SAFE Banking Act would allow legal cannabis businesses to access banking

promoting a secure marketplace

U.S. Senators John Hickenlooper and Michael Bennet urged Senate colleagues to include the Secure and Fair Enforcement (SAFE) Banking Act in the 2022 National Defense Authorization Act (NDAA). The SAFE Banking Act allows legal cannabis businesses to access banking services, a long-overdue measure that would promote a more secure market for cannabis products. 
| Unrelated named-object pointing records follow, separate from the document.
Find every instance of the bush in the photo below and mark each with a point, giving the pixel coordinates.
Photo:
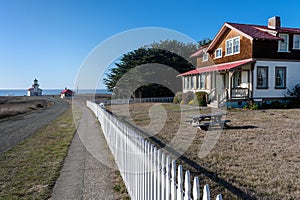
(200, 99)
(178, 97)
(187, 97)
(191, 102)
(294, 95)
(273, 105)
(251, 105)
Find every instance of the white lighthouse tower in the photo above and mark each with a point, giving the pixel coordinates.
(35, 90)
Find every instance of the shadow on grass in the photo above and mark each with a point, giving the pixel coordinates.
(211, 175)
(241, 127)
(233, 189)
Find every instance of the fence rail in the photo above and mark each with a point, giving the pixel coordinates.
(148, 173)
(136, 100)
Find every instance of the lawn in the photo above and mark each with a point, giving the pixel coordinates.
(29, 170)
(257, 158)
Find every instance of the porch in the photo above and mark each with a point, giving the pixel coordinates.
(223, 82)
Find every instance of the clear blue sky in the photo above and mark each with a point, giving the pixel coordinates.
(49, 39)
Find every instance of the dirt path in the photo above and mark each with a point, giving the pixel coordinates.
(15, 129)
(87, 171)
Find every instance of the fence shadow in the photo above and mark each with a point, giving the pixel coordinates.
(242, 127)
(211, 175)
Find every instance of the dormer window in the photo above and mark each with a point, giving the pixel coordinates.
(205, 57)
(283, 46)
(296, 42)
(218, 53)
(233, 46)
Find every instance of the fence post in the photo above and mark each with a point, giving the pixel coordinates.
(180, 182)
(155, 173)
(196, 189)
(163, 177)
(206, 192)
(159, 169)
(151, 171)
(187, 185)
(173, 180)
(168, 178)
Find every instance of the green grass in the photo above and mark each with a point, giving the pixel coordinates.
(30, 170)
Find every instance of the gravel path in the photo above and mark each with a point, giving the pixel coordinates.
(87, 172)
(15, 129)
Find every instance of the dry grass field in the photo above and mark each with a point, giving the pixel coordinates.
(11, 106)
(258, 157)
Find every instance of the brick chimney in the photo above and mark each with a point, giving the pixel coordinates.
(274, 23)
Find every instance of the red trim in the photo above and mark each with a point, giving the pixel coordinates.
(219, 67)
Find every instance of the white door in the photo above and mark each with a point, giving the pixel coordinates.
(245, 80)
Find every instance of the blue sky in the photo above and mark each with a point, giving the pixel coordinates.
(50, 39)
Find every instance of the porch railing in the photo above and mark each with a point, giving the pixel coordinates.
(239, 93)
(212, 95)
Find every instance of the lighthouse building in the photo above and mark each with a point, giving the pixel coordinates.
(35, 90)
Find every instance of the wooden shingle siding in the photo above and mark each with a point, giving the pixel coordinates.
(269, 49)
(245, 50)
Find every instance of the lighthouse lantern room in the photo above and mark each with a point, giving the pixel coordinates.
(35, 90)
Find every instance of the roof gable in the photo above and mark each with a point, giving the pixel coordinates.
(249, 31)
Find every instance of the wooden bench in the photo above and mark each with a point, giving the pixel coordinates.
(205, 126)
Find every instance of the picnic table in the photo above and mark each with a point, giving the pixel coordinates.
(204, 121)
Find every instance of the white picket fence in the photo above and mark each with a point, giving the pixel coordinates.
(148, 172)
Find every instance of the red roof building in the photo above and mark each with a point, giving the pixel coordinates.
(66, 93)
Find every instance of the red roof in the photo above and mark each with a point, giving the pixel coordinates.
(252, 32)
(200, 51)
(255, 31)
(219, 67)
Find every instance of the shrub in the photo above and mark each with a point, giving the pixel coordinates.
(200, 99)
(251, 105)
(273, 105)
(178, 97)
(294, 94)
(191, 102)
(187, 97)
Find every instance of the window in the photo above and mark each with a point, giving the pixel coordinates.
(283, 46)
(202, 81)
(236, 45)
(205, 57)
(233, 46)
(262, 77)
(296, 42)
(192, 82)
(228, 47)
(218, 53)
(280, 77)
(237, 79)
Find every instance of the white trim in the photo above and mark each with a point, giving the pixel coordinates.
(222, 30)
(295, 43)
(205, 57)
(287, 41)
(220, 49)
(232, 42)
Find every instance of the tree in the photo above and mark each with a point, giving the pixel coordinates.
(150, 57)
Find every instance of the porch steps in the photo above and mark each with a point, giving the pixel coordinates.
(213, 104)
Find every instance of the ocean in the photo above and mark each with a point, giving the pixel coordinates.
(20, 92)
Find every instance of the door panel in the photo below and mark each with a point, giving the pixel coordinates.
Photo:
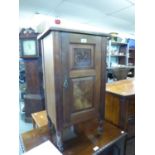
(82, 92)
(81, 56)
(81, 61)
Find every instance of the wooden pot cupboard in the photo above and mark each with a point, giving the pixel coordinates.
(74, 69)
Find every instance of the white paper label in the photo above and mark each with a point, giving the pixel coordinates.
(83, 40)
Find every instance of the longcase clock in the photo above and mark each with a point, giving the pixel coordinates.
(29, 53)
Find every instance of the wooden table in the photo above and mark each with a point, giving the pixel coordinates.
(120, 105)
(39, 119)
(109, 142)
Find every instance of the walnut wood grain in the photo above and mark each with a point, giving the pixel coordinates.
(120, 105)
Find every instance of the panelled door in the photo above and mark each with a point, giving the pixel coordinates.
(81, 66)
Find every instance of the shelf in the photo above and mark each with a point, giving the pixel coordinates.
(118, 43)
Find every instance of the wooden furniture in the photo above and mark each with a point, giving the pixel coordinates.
(120, 105)
(110, 142)
(117, 54)
(34, 97)
(74, 77)
(39, 119)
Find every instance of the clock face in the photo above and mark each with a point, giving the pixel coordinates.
(29, 47)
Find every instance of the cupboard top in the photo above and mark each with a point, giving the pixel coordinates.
(72, 31)
(122, 87)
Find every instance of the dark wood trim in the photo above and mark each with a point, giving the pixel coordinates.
(103, 78)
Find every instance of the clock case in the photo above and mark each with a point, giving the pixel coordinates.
(28, 35)
(34, 94)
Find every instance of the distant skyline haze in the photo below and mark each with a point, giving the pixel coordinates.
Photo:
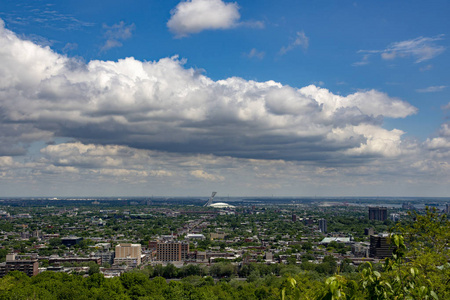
(180, 98)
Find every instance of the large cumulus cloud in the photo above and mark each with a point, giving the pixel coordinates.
(164, 106)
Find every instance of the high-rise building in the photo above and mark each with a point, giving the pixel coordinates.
(369, 231)
(129, 254)
(323, 225)
(380, 246)
(378, 213)
(172, 251)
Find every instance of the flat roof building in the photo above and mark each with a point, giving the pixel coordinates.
(29, 267)
(130, 254)
(378, 213)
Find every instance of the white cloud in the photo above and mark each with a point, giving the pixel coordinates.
(166, 107)
(115, 34)
(421, 49)
(301, 40)
(255, 54)
(432, 89)
(206, 176)
(364, 61)
(193, 16)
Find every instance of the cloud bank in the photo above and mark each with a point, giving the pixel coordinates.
(193, 16)
(137, 122)
(163, 106)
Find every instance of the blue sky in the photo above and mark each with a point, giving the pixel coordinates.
(292, 98)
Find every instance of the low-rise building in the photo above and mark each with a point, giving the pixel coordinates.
(29, 267)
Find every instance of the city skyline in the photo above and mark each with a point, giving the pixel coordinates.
(183, 98)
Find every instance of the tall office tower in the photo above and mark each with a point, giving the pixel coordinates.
(380, 246)
(378, 213)
(129, 254)
(323, 225)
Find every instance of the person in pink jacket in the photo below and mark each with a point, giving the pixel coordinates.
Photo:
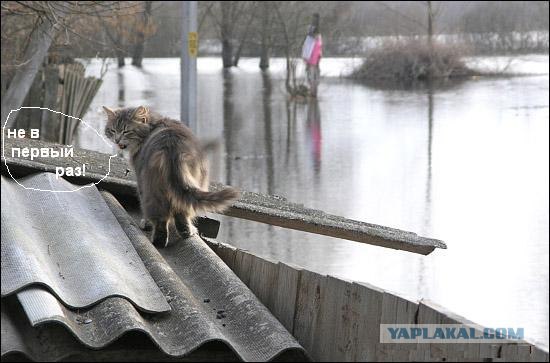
(311, 53)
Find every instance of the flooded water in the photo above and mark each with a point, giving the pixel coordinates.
(467, 164)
“Current law prevents licensed marijuana businesses from accessing banking services and products—such as depository and checking accounts—resulting in businesses operating all in cash,” the senators wrote. “Without federally-approved banking services, state-licensed cannabis businesses cannot write checks, make or receive electronic payments, utilize a payroll provider, or accept credit and debit cards.” 
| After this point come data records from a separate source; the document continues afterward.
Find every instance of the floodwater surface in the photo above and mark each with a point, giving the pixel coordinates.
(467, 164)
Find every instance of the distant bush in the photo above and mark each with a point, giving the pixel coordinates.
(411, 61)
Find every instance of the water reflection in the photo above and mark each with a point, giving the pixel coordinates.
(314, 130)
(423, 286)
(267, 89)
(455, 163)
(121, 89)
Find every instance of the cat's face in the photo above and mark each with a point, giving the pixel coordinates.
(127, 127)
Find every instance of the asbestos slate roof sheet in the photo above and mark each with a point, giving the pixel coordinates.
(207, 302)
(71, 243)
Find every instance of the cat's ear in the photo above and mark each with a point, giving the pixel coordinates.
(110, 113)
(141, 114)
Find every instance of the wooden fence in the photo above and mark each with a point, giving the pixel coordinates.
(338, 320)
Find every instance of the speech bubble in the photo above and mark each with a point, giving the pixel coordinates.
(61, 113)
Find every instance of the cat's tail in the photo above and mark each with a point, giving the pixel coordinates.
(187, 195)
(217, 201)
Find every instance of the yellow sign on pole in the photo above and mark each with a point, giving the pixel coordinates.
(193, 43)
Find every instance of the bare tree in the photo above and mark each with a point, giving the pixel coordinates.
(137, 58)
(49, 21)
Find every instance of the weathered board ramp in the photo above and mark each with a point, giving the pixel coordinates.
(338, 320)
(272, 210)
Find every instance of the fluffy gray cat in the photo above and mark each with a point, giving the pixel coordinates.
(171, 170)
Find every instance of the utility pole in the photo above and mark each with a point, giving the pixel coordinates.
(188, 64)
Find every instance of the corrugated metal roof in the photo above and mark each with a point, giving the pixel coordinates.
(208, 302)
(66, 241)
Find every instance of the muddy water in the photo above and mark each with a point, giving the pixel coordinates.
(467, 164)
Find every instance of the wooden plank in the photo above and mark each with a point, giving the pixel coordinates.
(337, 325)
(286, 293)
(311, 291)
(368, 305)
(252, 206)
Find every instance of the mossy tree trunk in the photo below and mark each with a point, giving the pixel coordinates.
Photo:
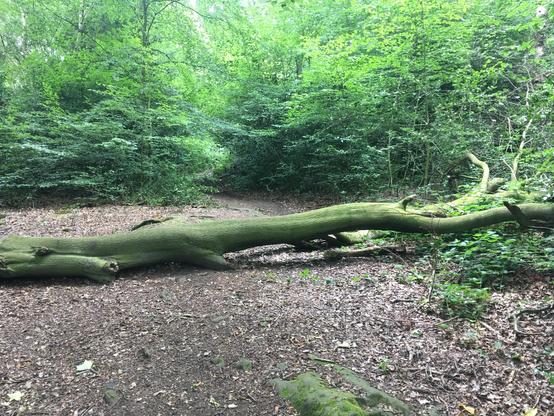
(203, 244)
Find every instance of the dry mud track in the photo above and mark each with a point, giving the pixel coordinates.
(174, 340)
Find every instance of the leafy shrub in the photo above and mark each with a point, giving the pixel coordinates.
(462, 300)
(490, 257)
(108, 153)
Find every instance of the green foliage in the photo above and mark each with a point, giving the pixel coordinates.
(103, 154)
(491, 257)
(462, 300)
In 2012, Colorado became one of the first states in the nation to legalize recreational marijuana use for adults. Since 2014, when the first adult-use cannabis sales occurred, Colorado has dealt with the challenges and opportunities presented by the decriminalization and legalization of cannabis. Legalization has had profound impact on our state’s economy, supporting over 35,000 jobs and bringing in more than $1 billion in tax revenue. 

“Including the SAFE Banking Amendment in the NDAA will align federal and state laws, promote economic growth and public safety, and increase access to the cannabis industry for underrepresented individuals. Congress has a responsibility to address inequities and public safety concerns that exist as a result of current law.” 

This is a serious public safety risk for our communities, inviting theft, tax evasion, robberies, burglaries, or worse. In Denver, cannabis businesses make up less than 1% of all local businesses, but accounted for 10% of reported business burglaries from 2012 to 2016. Cash-only industries also complicate tracking revenues for purposes of taxation and regulatory compliance. 

The all-cash model further disadvantages the cannabis industry by making it difficult to obtain loans at reasonable rates. The legalization of cannabis has created entrepreneurship opportunities out of formerly illicit markets, but a lack of access to capital limits the ability of would-be entrepreneurs and small business owners to enter this emerging industry.  This is especially impactful for entrepreneurs from traditionally underserved business communities, such as veterans, women, and minorities. Access to capital is critical for any small business and SAFE Banking requires a GAO study and annual regulator reports to Congress to ensure there is equal access to credit and reduced barriers for potential minority-owned and women-owned cannabis related legitimate businesses. For that reason, SAFE Banking has broad support from the Mountain West Credit Union Association, Law Enforcement Action Partnership, National Organization for the Reform of Marijuana Laws (NORML), and the Minority Cannabis Business Association.